In the alternate 19th-century of The Buntline Special, Native American shaman leaders like Geronimo have managed to hold back the United States at the Mississippi, save for a few outposts like Tombstone. Thomas Edison has relocated here from Menlo Park, setting up shop with Ned Buntline (better known historically as a writer and self-promoter) to produce an array of technological marvels, from electric street lamps to mechanized animatronic prostitutes. The Earp brothers are hired to protect Edison from both the Clanton gang and the Indians; much of the novel unfolds from the perspective of their deathly ill comrade, Doc Holliday.

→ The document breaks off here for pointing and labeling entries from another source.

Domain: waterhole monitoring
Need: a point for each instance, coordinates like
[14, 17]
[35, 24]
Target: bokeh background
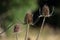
[13, 11]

Resnick doesn't do that much to the actual story, just serves it up with some cosmetic twists: Bat Masterson is cursed by Geronimo and becomes a vampire; Johnny Ringo is a zombie; Doc and the Earps are outfitted with bulletproof armor (nicely displayed in J. Seamas Gallagher's interior illustrations). Though the stage is set for a sequel, this steampunk shootout is essentially a curious set-piece: the characters (Holliday especially) are entertaining, but there's still a sense that they're going through the motions.
The real-life
personages that populate Joe R. Lansdale's Flaming
Zeppelins, on the other hand, are much more looser and free-wheeling. In
"Zeppelins West," the first of two novellas published in limited
editions earlier this decade, Buffalo Bill Cody (his head kept alive in a jar
until scientists can grow him a new body) takes his Wild West Show (including
an anachronistic Ned Buntline) to Japan--with a secret, second agenda to
liberate Frankenstein's monster from the Shogun. Though many are killed during
the escape, Cody, Wild Bill Hickock, Annie Oakley and Sitting Bull are rescued
by "Captain Bemo" of the "Naughty Lass," who takes them to
the island of "Doctor Momo," whose half-man, half-animal creations
deliver some of the story's funniest scenes (including a side-splitting
encounter with Dracula).
This first adventure seemingly ends with everybody dead (or safe in another dimension), but Ned, a seal who has learned to read and write, shows up on Spain's Mediterranean coast at the beginning of "Flaming London," making friends with Mark Twain and Jules Verne just before the Martians from The War of the Worlds begin their invasion. Lansdale's bawdy characterizations preserve readers' impressions of the well-known historical and fictional characters while adding a layer of unpredictability lacking in Swanwick's tale, even though the core elements of Lansdale's yarns are as familiar as the OK Corral. Both novels are entertaining in their way, but one is a comfortable diversion while the other is a madcap excursion.--Ron Hogan
Shelf Talker: Readers who have been introduced to Americana steampunk by Cherie Priest's Boneshaker and Dreadnought might find similar pleasures in either of these books, with a slight edge to Lansdale for sheer weirdness.